20. The computing device (200) as claimed in claim 19, further comprising :

a capturing device (206) to capture emotion and behavior of the occupants in form of audio data, video data and image data, wherein the comfort optimizer module is configured to auto-correlating the audio data, video data and image data in a chronological sequence using at least one neural network, wherein the at least one neural network comprises one of a recurrent neural network and convolution neural network.

21. The computing device (200) as claimed in claim 15, wherein the learning module comprises:

an energy optimizer module (238) comprising:

an energy analyzer (242) to monitor an energy data comprising plug load and energy sources associated with the building automation environment (302, 802, 1002); a consumption analyzer (244) to monitor an occupant data comprising occupant metabolic rate, occupant energy consumption, occupant clothing; and

an ambient analyzer (246) to determine an ambient data comprising weather, air quality, air temperature, radiant temperature, air velocity, relative humidity, time, day.

22. The computing device (200) as claimed in claim 15, wherein the memory comprises:

a clustering module (224) to cluster a plurality of occupants in the building automation environment (302, 802, 1002) into groups based on similarity in occupant profile, wherein the occupant profile is generated based on emotion and behaviour patterns, an occupant data and an energy data, wherein the energy and comfort of the building automation environment (302, 802, 1002) is optimized based on the clustering of the plurality of occupants.

23. A system (300, 600, 700, 800) for energy and comfort optimization in a building automation environment (302, 802, 1002), the system (300, 600, 700, 800) comprising:

a server (320) operable on a cloud computing platform; a network interface (350) communicatively coupled to the server; and

at least one computing device (200) as claimed in claims 15 - 22, communicatively coupled to the server via the network interface and wherein the at least one computing device (200) is associated with at least one section of the building automation environment (302, 802, 1002).

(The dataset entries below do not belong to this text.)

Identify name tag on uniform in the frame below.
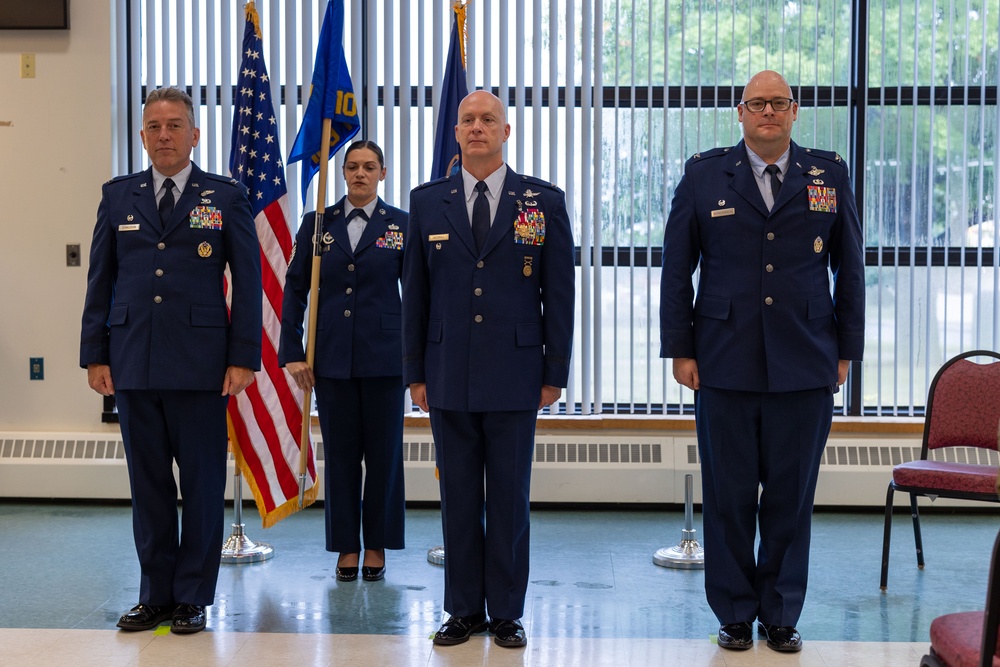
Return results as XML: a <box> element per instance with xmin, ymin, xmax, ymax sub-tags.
<box><xmin>711</xmin><ymin>208</ymin><xmax>736</xmax><ymax>218</ymax></box>
<box><xmin>429</xmin><ymin>233</ymin><xmax>449</xmax><ymax>241</ymax></box>
<box><xmin>118</xmin><ymin>224</ymin><xmax>140</xmax><ymax>231</ymax></box>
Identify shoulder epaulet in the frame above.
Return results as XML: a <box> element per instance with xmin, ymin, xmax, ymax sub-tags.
<box><xmin>800</xmin><ymin>147</ymin><xmax>845</xmax><ymax>165</ymax></box>
<box><xmin>687</xmin><ymin>146</ymin><xmax>731</xmax><ymax>163</ymax></box>
<box><xmin>412</xmin><ymin>175</ymin><xmax>452</xmax><ymax>192</ymax></box>
<box><xmin>204</xmin><ymin>172</ymin><xmax>242</xmax><ymax>187</ymax></box>
<box><xmin>518</xmin><ymin>174</ymin><xmax>563</xmax><ymax>194</ymax></box>
<box><xmin>104</xmin><ymin>172</ymin><xmax>142</xmax><ymax>186</ymax></box>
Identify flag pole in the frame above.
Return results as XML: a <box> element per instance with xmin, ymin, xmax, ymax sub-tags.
<box><xmin>298</xmin><ymin>117</ymin><xmax>333</xmax><ymax>507</ymax></box>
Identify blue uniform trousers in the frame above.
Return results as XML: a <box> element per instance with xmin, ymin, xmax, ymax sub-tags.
<box><xmin>429</xmin><ymin>408</ymin><xmax>537</xmax><ymax>621</ymax></box>
<box><xmin>314</xmin><ymin>376</ymin><xmax>406</xmax><ymax>553</ymax></box>
<box><xmin>115</xmin><ymin>389</ymin><xmax>229</xmax><ymax>607</ymax></box>
<box><xmin>695</xmin><ymin>385</ymin><xmax>832</xmax><ymax>628</ymax></box>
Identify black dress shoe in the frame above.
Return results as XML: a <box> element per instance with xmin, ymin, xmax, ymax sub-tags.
<box><xmin>170</xmin><ymin>604</ymin><xmax>207</xmax><ymax>634</ymax></box>
<box><xmin>757</xmin><ymin>623</ymin><xmax>803</xmax><ymax>652</ymax></box>
<box><xmin>491</xmin><ymin>618</ymin><xmax>527</xmax><ymax>648</ymax></box>
<box><xmin>717</xmin><ymin>622</ymin><xmax>754</xmax><ymax>650</ymax></box>
<box><xmin>432</xmin><ymin>613</ymin><xmax>489</xmax><ymax>646</ymax></box>
<box><xmin>361</xmin><ymin>565</ymin><xmax>385</xmax><ymax>581</ymax></box>
<box><xmin>116</xmin><ymin>603</ymin><xmax>175</xmax><ymax>631</ymax></box>
<box><xmin>336</xmin><ymin>566</ymin><xmax>359</xmax><ymax>582</ymax></box>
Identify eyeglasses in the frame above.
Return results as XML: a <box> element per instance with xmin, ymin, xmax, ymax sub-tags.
<box><xmin>741</xmin><ymin>98</ymin><xmax>795</xmax><ymax>113</ymax></box>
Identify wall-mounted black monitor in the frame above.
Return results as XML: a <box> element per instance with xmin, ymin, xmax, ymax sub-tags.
<box><xmin>0</xmin><ymin>0</ymin><xmax>69</xmax><ymax>30</ymax></box>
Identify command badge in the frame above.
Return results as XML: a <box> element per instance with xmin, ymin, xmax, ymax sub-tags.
<box><xmin>523</xmin><ymin>256</ymin><xmax>533</xmax><ymax>277</ymax></box>
<box><xmin>813</xmin><ymin>236</ymin><xmax>824</xmax><ymax>253</ymax></box>
<box><xmin>198</xmin><ymin>241</ymin><xmax>213</xmax><ymax>258</ymax></box>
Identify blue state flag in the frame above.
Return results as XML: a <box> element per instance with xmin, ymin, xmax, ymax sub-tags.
<box><xmin>430</xmin><ymin>7</ymin><xmax>469</xmax><ymax>180</ymax></box>
<box><xmin>288</xmin><ymin>0</ymin><xmax>360</xmax><ymax>203</ymax></box>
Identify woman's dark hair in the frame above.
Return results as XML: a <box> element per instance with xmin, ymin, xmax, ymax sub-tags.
<box><xmin>344</xmin><ymin>140</ymin><xmax>384</xmax><ymax>168</ymax></box>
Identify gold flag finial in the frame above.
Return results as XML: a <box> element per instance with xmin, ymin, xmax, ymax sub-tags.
<box><xmin>245</xmin><ymin>1</ymin><xmax>262</xmax><ymax>40</ymax></box>
<box><xmin>454</xmin><ymin>1</ymin><xmax>468</xmax><ymax>70</ymax></box>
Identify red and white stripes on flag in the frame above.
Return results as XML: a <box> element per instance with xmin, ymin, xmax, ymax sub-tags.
<box><xmin>226</xmin><ymin>2</ymin><xmax>318</xmax><ymax>527</ymax></box>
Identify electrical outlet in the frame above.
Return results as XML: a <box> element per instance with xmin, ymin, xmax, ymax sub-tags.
<box><xmin>66</xmin><ymin>244</ymin><xmax>81</xmax><ymax>267</ymax></box>
<box><xmin>20</xmin><ymin>54</ymin><xmax>35</xmax><ymax>79</ymax></box>
<box><xmin>30</xmin><ymin>357</ymin><xmax>44</xmax><ymax>380</ymax></box>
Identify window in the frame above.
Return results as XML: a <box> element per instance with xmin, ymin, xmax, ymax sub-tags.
<box><xmin>113</xmin><ymin>0</ymin><xmax>999</xmax><ymax>417</ymax></box>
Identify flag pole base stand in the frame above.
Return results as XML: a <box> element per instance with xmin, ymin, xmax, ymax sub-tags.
<box><xmin>221</xmin><ymin>523</ymin><xmax>274</xmax><ymax>564</ymax></box>
<box><xmin>652</xmin><ymin>529</ymin><xmax>705</xmax><ymax>569</ymax></box>
<box><xmin>427</xmin><ymin>545</ymin><xmax>445</xmax><ymax>566</ymax></box>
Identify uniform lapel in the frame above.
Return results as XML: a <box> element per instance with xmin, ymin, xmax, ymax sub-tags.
<box><xmin>134</xmin><ymin>169</ymin><xmax>160</xmax><ymax>232</ymax></box>
<box><xmin>325</xmin><ymin>198</ymin><xmax>354</xmax><ymax>259</ymax></box>
<box><xmin>162</xmin><ymin>165</ymin><xmax>206</xmax><ymax>237</ymax></box>
<box><xmin>354</xmin><ymin>198</ymin><xmax>390</xmax><ymax>255</ymax></box>
<box><xmin>480</xmin><ymin>167</ymin><xmax>518</xmax><ymax>256</ymax></box>
<box><xmin>445</xmin><ymin>173</ymin><xmax>478</xmax><ymax>256</ymax></box>
<box><xmin>727</xmin><ymin>142</ymin><xmax>769</xmax><ymax>218</ymax></box>
<box><xmin>775</xmin><ymin>143</ymin><xmax>809</xmax><ymax>213</ymax></box>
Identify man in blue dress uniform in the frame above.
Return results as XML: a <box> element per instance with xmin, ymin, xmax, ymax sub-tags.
<box><xmin>659</xmin><ymin>70</ymin><xmax>865</xmax><ymax>653</ymax></box>
<box><xmin>403</xmin><ymin>90</ymin><xmax>575</xmax><ymax>648</ymax></box>
<box><xmin>80</xmin><ymin>87</ymin><xmax>262</xmax><ymax>634</ymax></box>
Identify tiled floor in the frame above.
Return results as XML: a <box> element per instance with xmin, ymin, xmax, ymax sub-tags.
<box><xmin>0</xmin><ymin>501</ymin><xmax>993</xmax><ymax>666</ymax></box>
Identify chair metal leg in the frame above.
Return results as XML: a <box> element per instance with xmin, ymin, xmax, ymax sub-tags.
<box><xmin>910</xmin><ymin>494</ymin><xmax>925</xmax><ymax>569</ymax></box>
<box><xmin>880</xmin><ymin>482</ymin><xmax>894</xmax><ymax>590</ymax></box>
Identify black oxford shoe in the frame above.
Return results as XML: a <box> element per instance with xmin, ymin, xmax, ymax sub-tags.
<box><xmin>491</xmin><ymin>618</ymin><xmax>527</xmax><ymax>648</ymax></box>
<box><xmin>717</xmin><ymin>622</ymin><xmax>754</xmax><ymax>650</ymax></box>
<box><xmin>432</xmin><ymin>613</ymin><xmax>489</xmax><ymax>646</ymax></box>
<box><xmin>757</xmin><ymin>623</ymin><xmax>803</xmax><ymax>652</ymax></box>
<box><xmin>170</xmin><ymin>604</ymin><xmax>207</xmax><ymax>634</ymax></box>
<box><xmin>116</xmin><ymin>603</ymin><xmax>175</xmax><ymax>631</ymax></box>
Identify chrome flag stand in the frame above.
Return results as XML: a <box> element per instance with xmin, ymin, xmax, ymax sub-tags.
<box><xmin>653</xmin><ymin>473</ymin><xmax>705</xmax><ymax>569</ymax></box>
<box><xmin>427</xmin><ymin>545</ymin><xmax>445</xmax><ymax>565</ymax></box>
<box><xmin>221</xmin><ymin>468</ymin><xmax>274</xmax><ymax>564</ymax></box>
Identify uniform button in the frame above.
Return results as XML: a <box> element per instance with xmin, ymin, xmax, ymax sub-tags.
<box><xmin>474</xmin><ymin>315</ymin><xmax>483</xmax><ymax>323</ymax></box>
<box><xmin>155</xmin><ymin>269</ymin><xmax>164</xmax><ymax>277</ymax></box>
<box><xmin>346</xmin><ymin>287</ymin><xmax>353</xmax><ymax>294</ymax></box>
<box><xmin>153</xmin><ymin>296</ymin><xmax>162</xmax><ymax>304</ymax></box>
<box><xmin>764</xmin><ymin>297</ymin><xmax>773</xmax><ymax>305</ymax></box>
<box><xmin>347</xmin><ymin>264</ymin><xmax>355</xmax><ymax>271</ymax></box>
<box><xmin>765</xmin><ymin>264</ymin><xmax>774</xmax><ymax>273</ymax></box>
<box><xmin>474</xmin><ymin>288</ymin><xmax>483</xmax><ymax>296</ymax></box>
<box><xmin>766</xmin><ymin>232</ymin><xmax>775</xmax><ymax>241</ymax></box>
<box><xmin>344</xmin><ymin>310</ymin><xmax>352</xmax><ymax>317</ymax></box>
<box><xmin>476</xmin><ymin>261</ymin><xmax>485</xmax><ymax>269</ymax></box>
<box><xmin>157</xmin><ymin>242</ymin><xmax>166</xmax><ymax>250</ymax></box>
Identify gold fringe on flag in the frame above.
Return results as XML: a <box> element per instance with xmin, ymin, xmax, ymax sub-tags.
<box><xmin>454</xmin><ymin>1</ymin><xmax>468</xmax><ymax>70</ymax></box>
<box><xmin>245</xmin><ymin>1</ymin><xmax>262</xmax><ymax>39</ymax></box>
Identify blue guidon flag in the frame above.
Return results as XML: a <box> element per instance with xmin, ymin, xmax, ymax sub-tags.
<box><xmin>288</xmin><ymin>0</ymin><xmax>360</xmax><ymax>203</ymax></box>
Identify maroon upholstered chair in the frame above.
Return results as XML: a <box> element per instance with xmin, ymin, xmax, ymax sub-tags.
<box><xmin>920</xmin><ymin>527</ymin><xmax>1000</xmax><ymax>667</ymax></box>
<box><xmin>880</xmin><ymin>350</ymin><xmax>1000</xmax><ymax>591</ymax></box>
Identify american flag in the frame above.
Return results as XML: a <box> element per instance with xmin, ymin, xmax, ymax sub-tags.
<box><xmin>226</xmin><ymin>1</ymin><xmax>318</xmax><ymax>527</ymax></box>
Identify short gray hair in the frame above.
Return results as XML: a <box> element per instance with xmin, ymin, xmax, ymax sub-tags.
<box><xmin>144</xmin><ymin>87</ymin><xmax>196</xmax><ymax>128</ymax></box>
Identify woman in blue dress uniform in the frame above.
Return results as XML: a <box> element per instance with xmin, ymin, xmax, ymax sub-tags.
<box><xmin>280</xmin><ymin>141</ymin><xmax>407</xmax><ymax>581</ymax></box>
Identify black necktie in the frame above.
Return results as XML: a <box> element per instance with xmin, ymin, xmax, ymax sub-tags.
<box><xmin>159</xmin><ymin>178</ymin><xmax>175</xmax><ymax>225</ymax></box>
<box><xmin>472</xmin><ymin>181</ymin><xmax>490</xmax><ymax>252</ymax></box>
<box><xmin>764</xmin><ymin>164</ymin><xmax>781</xmax><ymax>204</ymax></box>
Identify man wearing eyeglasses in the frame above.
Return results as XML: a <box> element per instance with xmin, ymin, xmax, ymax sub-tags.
<box><xmin>659</xmin><ymin>70</ymin><xmax>865</xmax><ymax>653</ymax></box>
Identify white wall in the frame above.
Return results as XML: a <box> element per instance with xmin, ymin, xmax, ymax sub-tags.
<box><xmin>0</xmin><ymin>3</ymin><xmax>117</xmax><ymax>433</ymax></box>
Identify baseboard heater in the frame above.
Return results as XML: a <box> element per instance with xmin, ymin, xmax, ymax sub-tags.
<box><xmin>1</xmin><ymin>430</ymin><xmax>994</xmax><ymax>508</ymax></box>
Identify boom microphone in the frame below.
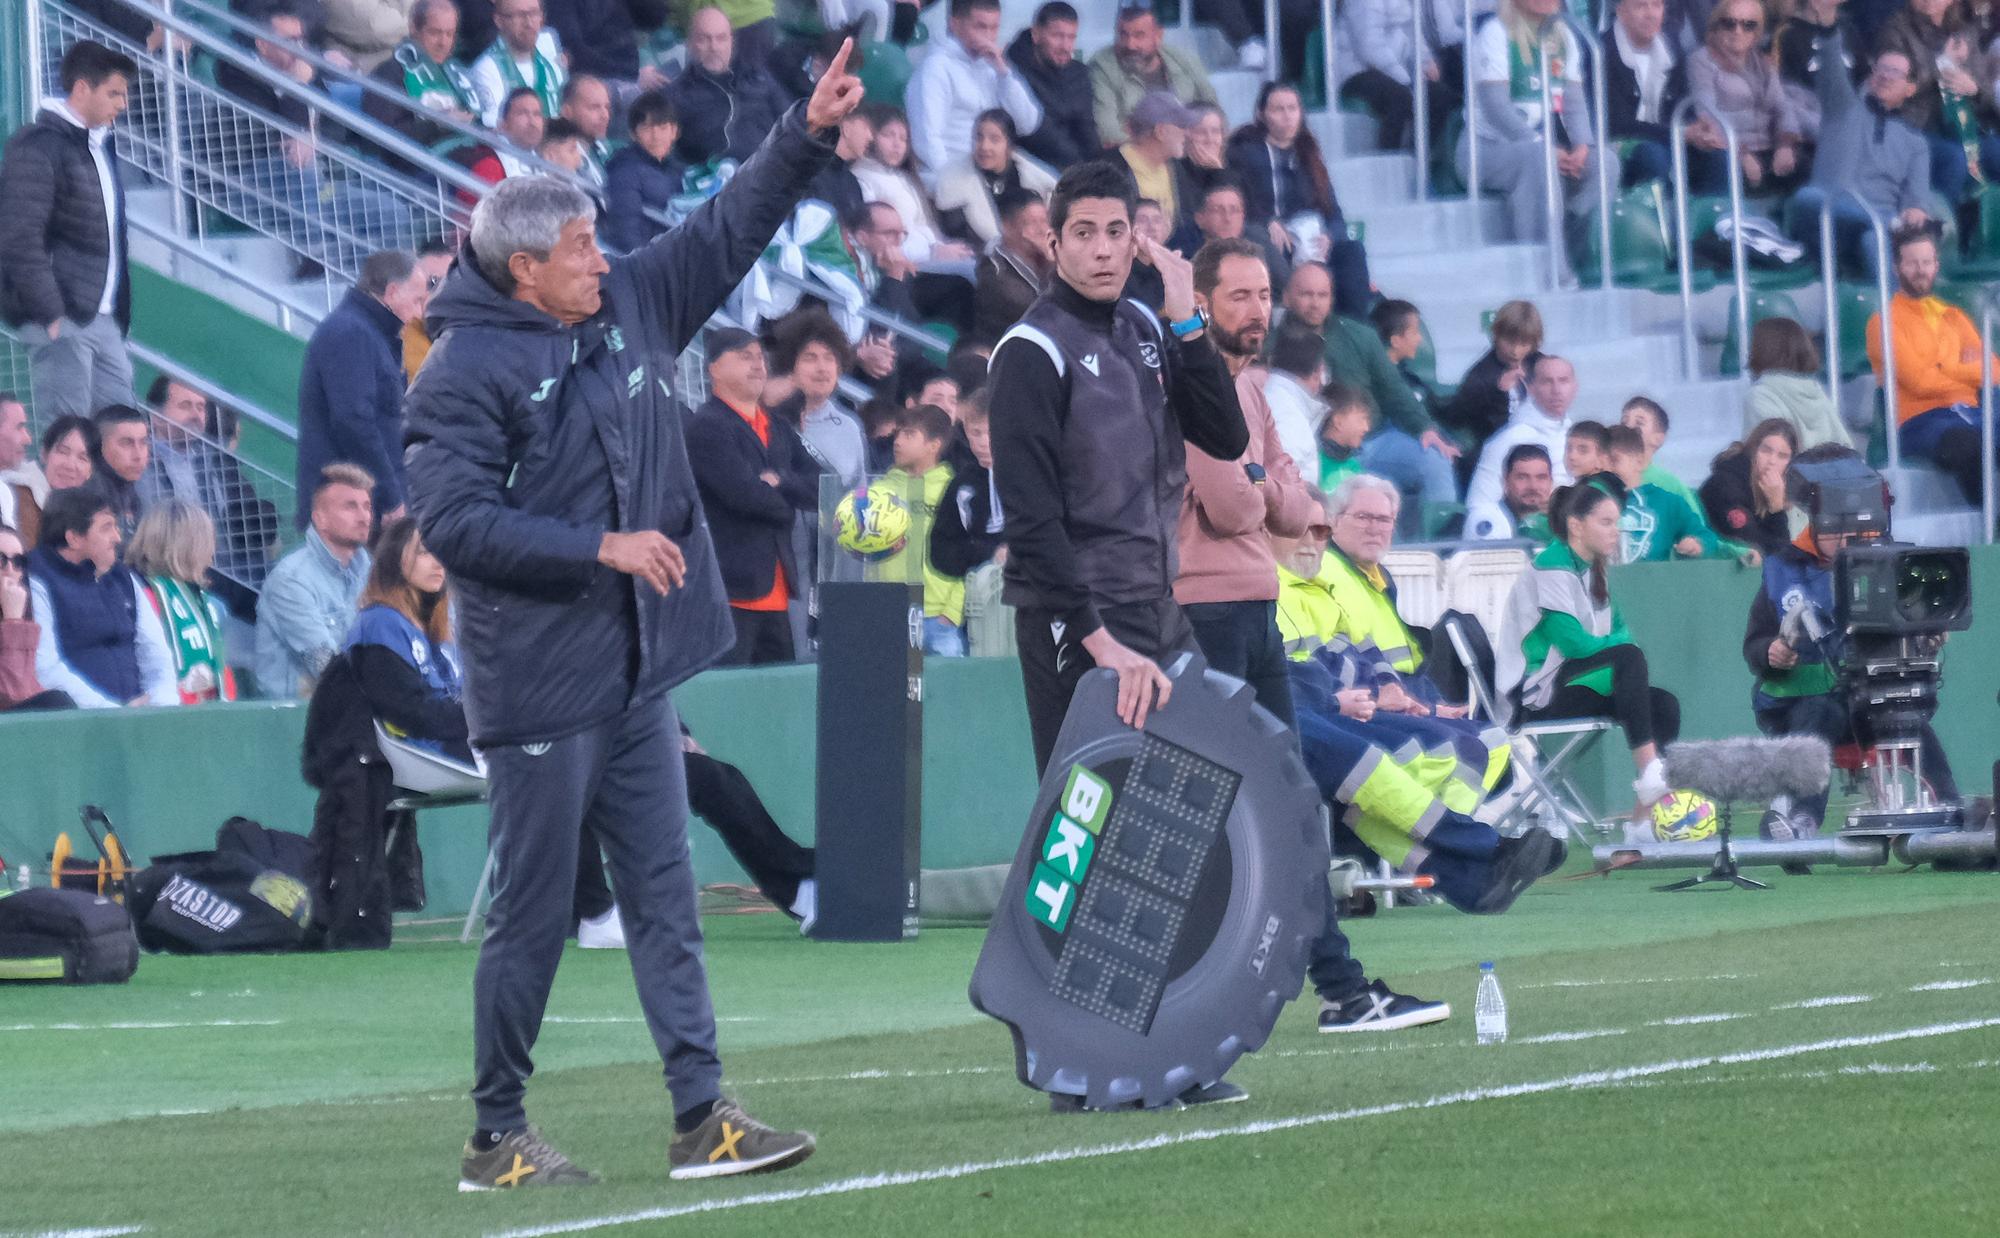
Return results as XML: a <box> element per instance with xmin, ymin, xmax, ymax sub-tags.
<box><xmin>1663</xmin><ymin>737</ymin><xmax>1831</xmax><ymax>805</ymax></box>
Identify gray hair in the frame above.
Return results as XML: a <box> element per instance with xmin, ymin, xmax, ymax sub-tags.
<box><xmin>469</xmin><ymin>176</ymin><xmax>597</xmax><ymax>295</ymax></box>
<box><xmin>1324</xmin><ymin>472</ymin><xmax>1401</xmax><ymax>522</ymax></box>
<box><xmin>411</xmin><ymin>0</ymin><xmax>458</xmax><ymax>29</ymax></box>
<box><xmin>357</xmin><ymin>248</ymin><xmax>418</xmax><ymax>298</ymax></box>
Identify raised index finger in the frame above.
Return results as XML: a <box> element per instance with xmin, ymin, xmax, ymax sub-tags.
<box><xmin>825</xmin><ymin>36</ymin><xmax>854</xmax><ymax>80</ymax></box>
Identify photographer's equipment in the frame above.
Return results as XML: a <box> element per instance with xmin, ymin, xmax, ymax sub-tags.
<box><xmin>0</xmin><ymin>888</ymin><xmax>139</xmax><ymax>984</ymax></box>
<box><xmin>1835</xmin><ymin>543</ymin><xmax>1971</xmax><ymax>835</ymax></box>
<box><xmin>1786</xmin><ymin>453</ymin><xmax>1890</xmax><ymax>539</ymax></box>
<box><xmin>1650</xmin><ymin>738</ymin><xmax>1831</xmax><ymax>892</ymax></box>
<box><xmin>126</xmin><ymin>851</ymin><xmax>316</xmax><ymax>954</ymax></box>
<box><xmin>49</xmin><ymin>806</ymin><xmax>134</xmax><ymax>902</ymax></box>
<box><xmin>811</xmin><ymin>474</ymin><xmax>923</xmax><ymax>942</ymax></box>
<box><xmin>969</xmin><ymin>653</ymin><xmax>1328</xmax><ymax>1111</ymax></box>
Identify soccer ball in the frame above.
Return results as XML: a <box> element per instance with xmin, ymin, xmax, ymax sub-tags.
<box><xmin>1651</xmin><ymin>791</ymin><xmax>1719</xmax><ymax>843</ymax></box>
<box><xmin>834</xmin><ymin>482</ymin><xmax>911</xmax><ymax>561</ymax></box>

24. The system (300, 600, 700, 800) as claimed in claim 23, wherein the building automation environment (302, 802, 1002) is divided into a plurality of sections (802a, 802b, 802c) comprising a building, a building floor and a room.

25. The system (300, 600, 700, 800) as claimed in claim 23, wherein the server comprises:

a database (330) comprising environment data, historical environment data and predicted environment data associated with the building automation environment (302, 802, 1002), wherein the environment data comprises sensor data, energy data, occupant data and ambient data associated with the building automation environment (302, 802, 1002).

26. The system (300, 600, 700) as claimed in claim 23, further comprising :

a plurality of capture devices 310 communicatively coupled to the server (320) via the network interface (350), the plurality of capture devices are one of manned devices and unmanned devices selected comprising image sensors, a motion sensors, a GPS devices and communication devices.